Geçen hafta bir 'televizyon yıldızı' hayatını kaybetti.
Ama ünlüler kara gözlüklerini takıp cenazesine akın etmedi.
Gazetelerde ölüm ilanı yayınlanmadı.
Ardından köşe yazıları yazılmadı. Çünkü aramızdan ayrılan bir köpekti...
Onlarca iddialı yarışmacıyı geride bırakıp Yetenek Sizsiniz Türkiye'de şampiyon olan sevimli köpek Max geçen hafta aramızdan ayrıldı.
Allah, eğitmeni ve can dostu Ali kardeşime sabır versin.
Bugüne kadar televizyon yarışmalarıyla ünlenip daha sonra rüzgar önündeki yaprak gibi sağa sola savrulan ve nihayetinde buhar olan pek çok ünlü adayı gördük. Ama Max onlardan biri olmadı. Ondan geriye öyle özel dersler kaldı ki...
Bir kere, onca şöhrete, ilgiye rağmen hiç şımarmadı.
Kendisini o günlere getiren can dostu eğitmenine bir kez sırtını dönmedi. Ailesini, sevenlerini hiç unutmadı. Şöhret sarhoşluğuna kapılıp kendini gecelere vurmadı.
FETÖ'nün metönün emrine girmedi.
Ne oldum delisi olmadı. Reklamlarda, sinema filmlerinde, çocuklar için rehabilitasyon seanslarında çalışmaya devam etti. Kibirden her uzak durdu.

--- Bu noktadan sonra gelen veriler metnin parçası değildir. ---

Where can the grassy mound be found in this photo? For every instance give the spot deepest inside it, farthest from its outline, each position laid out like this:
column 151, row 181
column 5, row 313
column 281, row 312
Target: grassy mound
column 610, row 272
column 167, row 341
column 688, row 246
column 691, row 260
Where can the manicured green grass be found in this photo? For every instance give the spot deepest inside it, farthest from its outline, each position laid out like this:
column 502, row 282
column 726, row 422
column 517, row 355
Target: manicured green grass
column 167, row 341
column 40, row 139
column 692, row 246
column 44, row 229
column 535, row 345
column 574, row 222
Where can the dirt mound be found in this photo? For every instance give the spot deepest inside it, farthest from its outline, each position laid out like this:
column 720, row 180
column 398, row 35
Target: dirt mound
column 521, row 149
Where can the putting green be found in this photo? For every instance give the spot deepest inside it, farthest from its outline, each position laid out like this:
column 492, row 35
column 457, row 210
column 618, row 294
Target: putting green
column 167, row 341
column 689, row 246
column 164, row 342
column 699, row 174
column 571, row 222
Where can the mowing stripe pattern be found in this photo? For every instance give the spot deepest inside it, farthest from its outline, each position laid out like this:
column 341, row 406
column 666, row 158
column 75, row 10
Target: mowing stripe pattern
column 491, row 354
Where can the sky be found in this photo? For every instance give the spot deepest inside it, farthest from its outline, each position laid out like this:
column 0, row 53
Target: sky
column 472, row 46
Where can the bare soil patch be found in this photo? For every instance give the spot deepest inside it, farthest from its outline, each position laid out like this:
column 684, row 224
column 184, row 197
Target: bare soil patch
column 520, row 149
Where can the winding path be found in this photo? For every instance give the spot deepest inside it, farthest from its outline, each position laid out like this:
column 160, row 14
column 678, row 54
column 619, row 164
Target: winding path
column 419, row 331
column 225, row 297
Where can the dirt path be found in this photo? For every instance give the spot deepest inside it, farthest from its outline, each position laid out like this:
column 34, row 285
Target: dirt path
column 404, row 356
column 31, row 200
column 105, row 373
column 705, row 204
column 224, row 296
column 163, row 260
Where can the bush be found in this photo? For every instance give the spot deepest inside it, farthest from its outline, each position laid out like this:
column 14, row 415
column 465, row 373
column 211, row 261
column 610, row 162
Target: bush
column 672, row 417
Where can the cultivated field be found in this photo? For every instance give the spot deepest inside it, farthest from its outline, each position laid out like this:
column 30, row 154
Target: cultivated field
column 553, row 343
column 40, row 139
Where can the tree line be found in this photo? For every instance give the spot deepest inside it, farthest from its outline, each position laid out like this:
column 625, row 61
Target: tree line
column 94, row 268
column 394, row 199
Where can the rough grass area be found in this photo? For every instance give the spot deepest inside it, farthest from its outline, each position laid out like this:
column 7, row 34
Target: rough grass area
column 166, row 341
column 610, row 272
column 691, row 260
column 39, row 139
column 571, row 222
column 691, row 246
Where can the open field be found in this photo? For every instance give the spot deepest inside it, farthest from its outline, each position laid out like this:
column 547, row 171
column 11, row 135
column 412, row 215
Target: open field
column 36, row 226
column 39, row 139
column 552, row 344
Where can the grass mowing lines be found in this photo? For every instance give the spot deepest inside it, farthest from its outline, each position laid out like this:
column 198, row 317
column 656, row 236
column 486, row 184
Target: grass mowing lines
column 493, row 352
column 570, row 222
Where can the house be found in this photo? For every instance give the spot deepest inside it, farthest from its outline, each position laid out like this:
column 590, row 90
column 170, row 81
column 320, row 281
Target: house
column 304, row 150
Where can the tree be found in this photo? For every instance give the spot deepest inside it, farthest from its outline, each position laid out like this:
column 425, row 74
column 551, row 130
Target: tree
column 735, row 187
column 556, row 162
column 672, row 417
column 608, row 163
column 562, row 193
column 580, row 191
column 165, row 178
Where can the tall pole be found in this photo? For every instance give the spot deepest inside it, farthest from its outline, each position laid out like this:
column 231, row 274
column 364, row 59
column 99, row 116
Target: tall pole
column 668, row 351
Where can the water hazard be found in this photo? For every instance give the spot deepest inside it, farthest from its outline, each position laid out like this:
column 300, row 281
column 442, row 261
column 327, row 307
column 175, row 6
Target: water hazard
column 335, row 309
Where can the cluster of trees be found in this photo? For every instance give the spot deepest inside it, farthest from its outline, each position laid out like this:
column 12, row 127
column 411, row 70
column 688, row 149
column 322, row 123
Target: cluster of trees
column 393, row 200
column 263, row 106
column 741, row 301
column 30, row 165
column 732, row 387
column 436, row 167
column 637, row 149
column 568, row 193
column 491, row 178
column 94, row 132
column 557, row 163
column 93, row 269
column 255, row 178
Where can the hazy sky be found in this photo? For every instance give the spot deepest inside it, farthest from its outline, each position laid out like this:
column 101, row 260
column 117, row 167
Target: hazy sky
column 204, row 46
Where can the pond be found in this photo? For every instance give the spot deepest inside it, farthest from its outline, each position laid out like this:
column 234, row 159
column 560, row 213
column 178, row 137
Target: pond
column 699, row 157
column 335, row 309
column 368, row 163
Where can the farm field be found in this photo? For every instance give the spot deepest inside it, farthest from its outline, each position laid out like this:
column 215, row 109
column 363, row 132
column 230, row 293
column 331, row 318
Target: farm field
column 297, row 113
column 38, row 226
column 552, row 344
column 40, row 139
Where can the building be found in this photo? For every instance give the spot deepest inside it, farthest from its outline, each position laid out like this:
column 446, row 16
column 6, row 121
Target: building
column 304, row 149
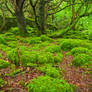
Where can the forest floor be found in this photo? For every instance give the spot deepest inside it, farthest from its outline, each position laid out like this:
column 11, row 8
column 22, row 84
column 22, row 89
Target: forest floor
column 73, row 75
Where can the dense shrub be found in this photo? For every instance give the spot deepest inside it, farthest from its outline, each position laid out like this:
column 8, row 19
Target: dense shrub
column 1, row 82
column 50, row 71
column 58, row 57
column 68, row 44
column 13, row 56
column 14, row 30
column 80, row 50
column 29, row 57
column 53, row 48
column 4, row 64
column 81, row 59
column 2, row 40
column 35, row 40
column 45, row 38
column 48, row 84
column 13, row 44
column 0, row 55
column 45, row 57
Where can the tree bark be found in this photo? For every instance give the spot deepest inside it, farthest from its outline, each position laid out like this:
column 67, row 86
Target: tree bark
column 42, row 16
column 21, row 21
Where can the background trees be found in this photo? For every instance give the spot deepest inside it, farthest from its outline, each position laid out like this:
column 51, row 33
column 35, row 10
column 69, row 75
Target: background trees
column 62, row 13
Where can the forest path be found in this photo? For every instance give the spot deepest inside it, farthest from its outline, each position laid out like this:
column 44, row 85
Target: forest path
column 75, row 75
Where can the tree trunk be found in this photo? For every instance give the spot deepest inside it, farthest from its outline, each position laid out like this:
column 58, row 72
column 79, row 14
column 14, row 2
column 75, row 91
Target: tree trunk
column 73, row 14
column 42, row 16
column 21, row 22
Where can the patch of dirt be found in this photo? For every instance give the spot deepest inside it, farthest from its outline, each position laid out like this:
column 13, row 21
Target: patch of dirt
column 17, row 83
column 75, row 75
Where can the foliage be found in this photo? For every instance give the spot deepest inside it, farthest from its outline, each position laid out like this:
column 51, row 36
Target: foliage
column 58, row 57
column 81, row 59
column 13, row 74
column 2, row 40
column 68, row 44
column 47, row 84
column 29, row 57
column 50, row 71
column 53, row 48
column 1, row 82
column 0, row 55
column 13, row 56
column 45, row 38
column 80, row 50
column 4, row 64
column 45, row 57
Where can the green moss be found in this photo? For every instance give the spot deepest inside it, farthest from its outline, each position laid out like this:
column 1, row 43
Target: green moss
column 13, row 74
column 1, row 82
column 53, row 48
column 4, row 64
column 58, row 57
column 45, row 57
column 81, row 59
column 13, row 44
column 48, row 84
column 68, row 44
column 45, row 38
column 80, row 50
column 50, row 71
column 29, row 57
column 13, row 56
column 35, row 40
column 0, row 55
column 2, row 40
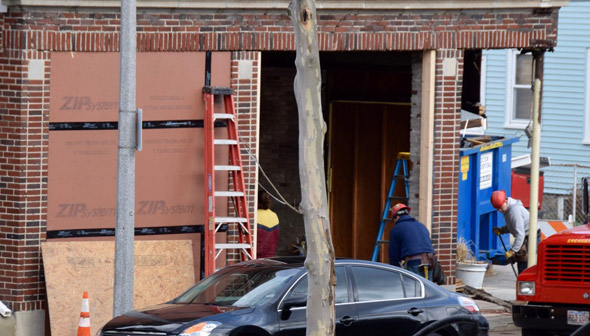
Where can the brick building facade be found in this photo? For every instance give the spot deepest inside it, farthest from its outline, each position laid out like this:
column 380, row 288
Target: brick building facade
column 33, row 30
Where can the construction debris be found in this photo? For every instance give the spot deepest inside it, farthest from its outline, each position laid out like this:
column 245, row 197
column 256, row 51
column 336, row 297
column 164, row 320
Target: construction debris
column 480, row 294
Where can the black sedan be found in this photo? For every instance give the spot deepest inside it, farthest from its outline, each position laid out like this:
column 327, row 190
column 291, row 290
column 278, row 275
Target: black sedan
column 268, row 296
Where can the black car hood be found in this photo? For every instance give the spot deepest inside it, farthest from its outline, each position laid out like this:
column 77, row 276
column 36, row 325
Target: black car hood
column 169, row 316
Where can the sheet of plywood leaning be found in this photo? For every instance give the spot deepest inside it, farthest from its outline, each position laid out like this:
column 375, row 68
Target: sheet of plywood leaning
column 163, row 270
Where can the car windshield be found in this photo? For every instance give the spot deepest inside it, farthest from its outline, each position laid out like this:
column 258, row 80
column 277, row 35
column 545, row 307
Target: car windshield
column 240, row 287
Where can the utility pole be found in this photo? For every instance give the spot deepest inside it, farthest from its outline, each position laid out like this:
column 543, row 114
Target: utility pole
column 124, row 231
column 534, row 189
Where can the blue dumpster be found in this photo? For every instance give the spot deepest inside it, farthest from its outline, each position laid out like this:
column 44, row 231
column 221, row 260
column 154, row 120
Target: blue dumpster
column 483, row 168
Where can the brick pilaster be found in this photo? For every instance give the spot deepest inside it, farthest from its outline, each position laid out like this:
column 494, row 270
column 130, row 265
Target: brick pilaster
column 449, row 78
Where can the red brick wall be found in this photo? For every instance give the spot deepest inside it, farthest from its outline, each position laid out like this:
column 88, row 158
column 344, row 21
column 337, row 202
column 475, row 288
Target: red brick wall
column 446, row 156
column 60, row 31
column 24, row 104
column 246, row 99
column 23, row 179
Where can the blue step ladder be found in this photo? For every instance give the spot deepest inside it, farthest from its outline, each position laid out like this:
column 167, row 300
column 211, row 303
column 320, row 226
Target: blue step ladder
column 401, row 163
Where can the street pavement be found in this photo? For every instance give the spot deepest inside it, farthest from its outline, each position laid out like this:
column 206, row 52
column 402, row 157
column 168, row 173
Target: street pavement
column 501, row 283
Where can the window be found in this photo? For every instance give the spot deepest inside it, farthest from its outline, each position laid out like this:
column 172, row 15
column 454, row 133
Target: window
column 519, row 94
column 375, row 284
column 341, row 295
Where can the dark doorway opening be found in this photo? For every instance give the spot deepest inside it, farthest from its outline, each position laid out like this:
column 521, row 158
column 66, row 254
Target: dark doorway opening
column 366, row 105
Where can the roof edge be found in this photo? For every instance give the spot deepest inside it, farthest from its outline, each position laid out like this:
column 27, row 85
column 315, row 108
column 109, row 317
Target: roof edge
column 283, row 4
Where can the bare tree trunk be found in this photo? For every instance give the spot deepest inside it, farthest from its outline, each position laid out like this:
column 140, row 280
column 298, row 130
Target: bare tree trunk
column 314, row 201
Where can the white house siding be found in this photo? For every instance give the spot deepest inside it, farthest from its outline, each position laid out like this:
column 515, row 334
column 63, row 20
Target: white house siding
column 564, row 99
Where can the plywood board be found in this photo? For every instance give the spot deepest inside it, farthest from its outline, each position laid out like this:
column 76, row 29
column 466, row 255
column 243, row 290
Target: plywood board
column 168, row 180
column 85, row 86
column 163, row 270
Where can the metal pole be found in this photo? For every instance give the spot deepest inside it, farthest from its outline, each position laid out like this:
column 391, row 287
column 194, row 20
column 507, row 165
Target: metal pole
column 574, row 193
column 534, row 196
column 123, row 289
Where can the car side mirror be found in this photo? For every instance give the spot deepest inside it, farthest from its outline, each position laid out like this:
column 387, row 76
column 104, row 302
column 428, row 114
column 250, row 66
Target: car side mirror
column 290, row 302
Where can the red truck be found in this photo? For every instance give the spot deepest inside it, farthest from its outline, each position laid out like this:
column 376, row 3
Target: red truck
column 553, row 297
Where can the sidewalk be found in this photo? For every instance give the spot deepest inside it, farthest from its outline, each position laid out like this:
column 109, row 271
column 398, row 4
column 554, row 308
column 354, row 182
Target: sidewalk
column 500, row 282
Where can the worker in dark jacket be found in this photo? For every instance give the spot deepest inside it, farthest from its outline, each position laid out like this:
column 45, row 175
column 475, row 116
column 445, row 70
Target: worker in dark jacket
column 409, row 243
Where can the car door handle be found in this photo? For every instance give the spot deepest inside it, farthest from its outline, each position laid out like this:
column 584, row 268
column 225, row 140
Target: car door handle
column 347, row 320
column 415, row 311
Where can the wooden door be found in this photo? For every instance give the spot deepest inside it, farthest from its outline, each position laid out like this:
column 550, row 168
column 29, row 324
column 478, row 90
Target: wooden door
column 364, row 140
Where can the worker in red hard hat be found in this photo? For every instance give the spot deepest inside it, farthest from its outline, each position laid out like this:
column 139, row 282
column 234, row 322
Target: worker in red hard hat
column 516, row 217
column 409, row 243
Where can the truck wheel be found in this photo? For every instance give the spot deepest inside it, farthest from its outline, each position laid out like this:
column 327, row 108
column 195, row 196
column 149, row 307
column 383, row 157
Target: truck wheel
column 534, row 332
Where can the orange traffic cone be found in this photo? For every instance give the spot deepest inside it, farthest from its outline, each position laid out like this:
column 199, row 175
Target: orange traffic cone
column 84, row 325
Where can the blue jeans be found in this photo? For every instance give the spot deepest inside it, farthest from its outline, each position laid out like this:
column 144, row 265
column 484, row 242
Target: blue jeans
column 414, row 266
column 522, row 265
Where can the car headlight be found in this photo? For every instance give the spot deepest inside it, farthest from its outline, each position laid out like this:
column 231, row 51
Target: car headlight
column 526, row 288
column 201, row 329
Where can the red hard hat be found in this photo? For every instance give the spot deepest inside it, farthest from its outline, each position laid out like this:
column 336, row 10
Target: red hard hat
column 498, row 198
column 398, row 207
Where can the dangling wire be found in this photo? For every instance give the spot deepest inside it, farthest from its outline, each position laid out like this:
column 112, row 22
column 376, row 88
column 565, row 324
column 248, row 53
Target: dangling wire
column 282, row 199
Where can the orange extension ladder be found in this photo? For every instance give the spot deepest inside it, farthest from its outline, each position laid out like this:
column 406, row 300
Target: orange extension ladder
column 243, row 242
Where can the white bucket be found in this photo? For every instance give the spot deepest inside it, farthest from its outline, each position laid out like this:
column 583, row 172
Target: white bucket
column 472, row 273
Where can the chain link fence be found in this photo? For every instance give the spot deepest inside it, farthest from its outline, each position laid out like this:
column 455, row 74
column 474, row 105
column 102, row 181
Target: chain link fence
column 562, row 194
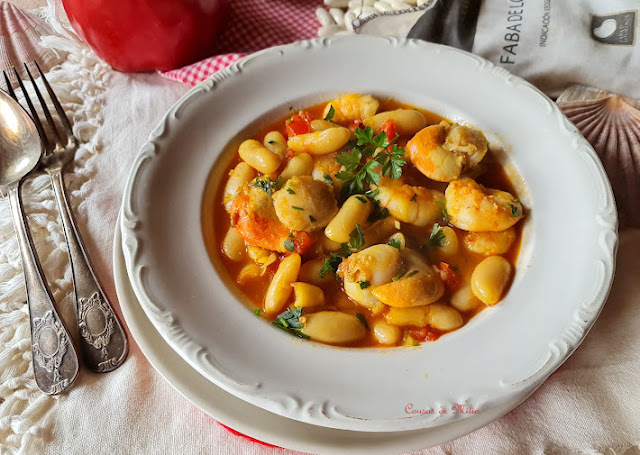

Belki çok kazandı ama hep aynı yastığın üzerinde yattı, aynı kuru mamayı yedi.
Tanıdığım en mütevazı televizyon yıldızı Max, güle güle...
Verdiğin tüm dersler için bir kez daha teşekkürler...
Yolunacak kazların hiç mi suçu yok?
Türkiye, Çiftlikbank'tan sonra bu kez de Kazbank ile tanıştı. Ahmet Nuri Çelik adı kişi, kaz çiftliği kurup katılımcılara kâr payı dağıtacağını vâdederek 250 kişiden 5 milyon lira topladı ve sonra da sırra kadem bastı. Milleti dolandırıp lüks tatil beldelerinden fotoğraf paylaşan Tosun belli ki kimseye ders olmamış. Kooperatif'zedeler, offshore'zedeler, banker'zedeler, banka'zedeler çabuk unutulmuş. Sürekli ana haber bültenlerine konu olan telefon dolandırıcılarından kimse ibret almamış.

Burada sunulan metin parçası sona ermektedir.